Community Articles
Find and share helpful community-sourced technical articles
Announcements
Alert: Welcome to the Unified Cloudera Community. Former HCC members be sure to read and learn how to activate your account here.

Apache NiFi provides several processors for receiving data over a network connection, such as ListenTCP, ListenSyslog, and ListenUDP. These processors are implemented using a common approach, and a shared framework for receiving and processing messages.

When one of these processors is scheduled to run, a separate thread is started to listen for incoming network connections. When a connection is accepted, another thread is created to read from that connection, we will call this the channel reader (the original thread continues listening for additional connections).

The channel reader starts reading data from the connection as fast as possible, placing each received message into a blocking queue. The blocking queue is a shared reference with the processor. Each time the processor executes it will poll the queue for one or more messages and write them to a flow file. The overall setup looks like the following:

3845-networklistenerdiagram.png

There are several competing activities taking place:

  • The data producer is writing data to the socket, which is being held in the socket’s buffer, while at the same time the channel reader is reading the data held in that buffer. If the data is written faster than it is read, then the buffer will eventually fill up, and incoming data will be dropped.
  • The channel reader is pushing messages into the message queue, while the processor concurrently pulls messages off the queue. If messages are pushed into the queue faster than the processor can pull them out, then the queue will reach maximum capacity, causing the channel reader to block while waiting for space in the queue. If the channel reader is blocking, it is not reading from the connection, which means the socket buffer can start filling up and cause data to be dropped.

In order to achieve optimal performance, these processors expose several properties to tune these competing activities:

  • Max Batch Size – This property controls how many messages will be pulled from the message queue and written to a single flow file during one execution of the processor. The default value is 1, which means a message-per–flow-file. A single message per flow file is useful for downstream parsing and routing, but provides the worst performance scenario. Increasing the batch size will drastically reduce the amount I/O operations performed, and will likely provide the greatest overall performance improvement.
  • Max Size of Message Queue – This property controls the size of the blocking queue used between the channel reader and the processor. In cases where large bursts of data are expected, and enough memory is available to the JVM, this value can be increased to allow more room for internal buffering. It is important to consider that this queue is held in memory, and setting this size too large could adversely affect the overall memory of the NiFi instance, thus causing problems for the overall flow and not just this processor.
  • Max Size of Socket Buffer – This property attempts to tell the operating system to set the size of the socket buffer. Increasing this value provides additional breathing room for bursts of data, or momentary pauses while reading data. In some cases, configuration may need to be done at the operating system level in order for the socket buffer size to take affect. The processor will provide a warning if it was not able to set the buffer size to the desired value.
  • Concurrent Tasks – This is a property on the scheduling tab of every processor. In this case, increasing the concurrent tasks means more quickly pulling messages off the message queue, and thus more quickly freeing up room for the channel reader to push more messages in. When using a larger Max Batch Size, each concurrent task is able to batch together that many messages in a single execution.

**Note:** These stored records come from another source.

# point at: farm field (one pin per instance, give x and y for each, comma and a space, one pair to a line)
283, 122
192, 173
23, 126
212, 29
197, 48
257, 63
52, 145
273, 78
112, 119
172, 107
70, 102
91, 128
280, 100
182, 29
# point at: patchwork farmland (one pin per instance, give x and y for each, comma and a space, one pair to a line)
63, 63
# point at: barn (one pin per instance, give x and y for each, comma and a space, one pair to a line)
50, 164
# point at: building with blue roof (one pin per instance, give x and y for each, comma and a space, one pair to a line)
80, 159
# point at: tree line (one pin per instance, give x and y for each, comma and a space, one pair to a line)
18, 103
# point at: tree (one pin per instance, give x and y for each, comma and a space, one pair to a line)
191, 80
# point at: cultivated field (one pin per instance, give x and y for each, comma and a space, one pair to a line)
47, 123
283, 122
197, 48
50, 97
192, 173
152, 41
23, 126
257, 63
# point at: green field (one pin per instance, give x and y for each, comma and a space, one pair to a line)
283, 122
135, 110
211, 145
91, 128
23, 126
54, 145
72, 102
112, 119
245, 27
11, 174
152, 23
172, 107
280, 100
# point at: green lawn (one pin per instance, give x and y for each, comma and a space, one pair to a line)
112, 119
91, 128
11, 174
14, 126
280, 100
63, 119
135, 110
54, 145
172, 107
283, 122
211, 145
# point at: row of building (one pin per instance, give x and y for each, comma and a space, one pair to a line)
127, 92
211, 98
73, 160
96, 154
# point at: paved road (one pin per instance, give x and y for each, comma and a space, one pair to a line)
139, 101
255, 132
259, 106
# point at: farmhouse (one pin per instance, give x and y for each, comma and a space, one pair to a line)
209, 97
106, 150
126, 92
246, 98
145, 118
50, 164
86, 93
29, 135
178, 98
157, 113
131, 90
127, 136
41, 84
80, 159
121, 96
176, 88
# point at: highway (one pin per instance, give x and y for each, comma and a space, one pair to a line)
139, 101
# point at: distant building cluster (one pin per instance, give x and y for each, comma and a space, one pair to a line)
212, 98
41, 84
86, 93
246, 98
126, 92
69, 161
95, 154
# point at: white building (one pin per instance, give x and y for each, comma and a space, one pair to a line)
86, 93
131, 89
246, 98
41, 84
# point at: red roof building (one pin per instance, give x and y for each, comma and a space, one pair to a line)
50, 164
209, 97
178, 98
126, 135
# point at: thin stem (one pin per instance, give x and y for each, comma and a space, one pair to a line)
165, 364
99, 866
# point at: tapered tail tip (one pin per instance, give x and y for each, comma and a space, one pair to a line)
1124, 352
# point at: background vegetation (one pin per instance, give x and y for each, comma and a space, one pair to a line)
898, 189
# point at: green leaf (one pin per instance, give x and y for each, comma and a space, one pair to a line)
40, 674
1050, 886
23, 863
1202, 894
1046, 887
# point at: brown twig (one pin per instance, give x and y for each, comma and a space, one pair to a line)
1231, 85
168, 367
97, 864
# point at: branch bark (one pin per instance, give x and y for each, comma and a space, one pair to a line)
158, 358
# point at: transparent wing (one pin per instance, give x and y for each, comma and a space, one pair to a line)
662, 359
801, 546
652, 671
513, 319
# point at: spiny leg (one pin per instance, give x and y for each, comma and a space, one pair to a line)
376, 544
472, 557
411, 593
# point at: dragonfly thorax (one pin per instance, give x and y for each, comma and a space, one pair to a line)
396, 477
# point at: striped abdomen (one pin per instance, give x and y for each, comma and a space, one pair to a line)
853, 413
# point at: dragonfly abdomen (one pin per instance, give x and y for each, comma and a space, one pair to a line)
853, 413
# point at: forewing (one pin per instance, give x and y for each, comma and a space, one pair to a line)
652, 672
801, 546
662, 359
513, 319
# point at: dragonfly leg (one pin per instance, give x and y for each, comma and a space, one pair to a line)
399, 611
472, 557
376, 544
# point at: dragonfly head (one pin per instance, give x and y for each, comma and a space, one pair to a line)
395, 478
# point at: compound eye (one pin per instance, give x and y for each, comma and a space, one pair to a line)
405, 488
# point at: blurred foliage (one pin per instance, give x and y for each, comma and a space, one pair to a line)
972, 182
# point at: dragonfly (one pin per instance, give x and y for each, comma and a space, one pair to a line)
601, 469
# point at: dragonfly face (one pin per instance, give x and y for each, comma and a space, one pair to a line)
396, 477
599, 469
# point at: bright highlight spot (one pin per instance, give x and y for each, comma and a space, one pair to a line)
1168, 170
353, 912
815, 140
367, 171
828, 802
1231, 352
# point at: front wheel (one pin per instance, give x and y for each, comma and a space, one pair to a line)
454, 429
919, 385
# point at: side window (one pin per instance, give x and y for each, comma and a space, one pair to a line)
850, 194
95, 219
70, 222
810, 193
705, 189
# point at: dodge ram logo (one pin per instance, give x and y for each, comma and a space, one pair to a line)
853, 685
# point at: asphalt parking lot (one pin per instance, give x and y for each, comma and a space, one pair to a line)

Adjusting the above values appropriately should provide the ability to tune for high through put scenarios. A good approach would be to start by increasing the Max Batch Size from 1 to 1000, and then observe performance. From there, a slight increase to the Max Size of Socket Buffer, and increasing Concurrent Tasks from 1 to 2, should provide additional improvements.

7,149 Views
Comments
Explorer

Thank you for these useful explanations !

Do you know how these listners behave in the case of Nifi Cluster? Is the number of listeners determined by the value of concurrent tasks or do we have as many listeners as the number of the cluster nodes?

As many listeners as cluster nodes, you would need to route the traffic to each node appropriately, one option being a load balancer in front that supports tcp or udp. The concurrent tasks only affects processing the messages that have already been read by the listener.

Explorer

@Bryan Bende

Thank you for these explanations, it is very clear.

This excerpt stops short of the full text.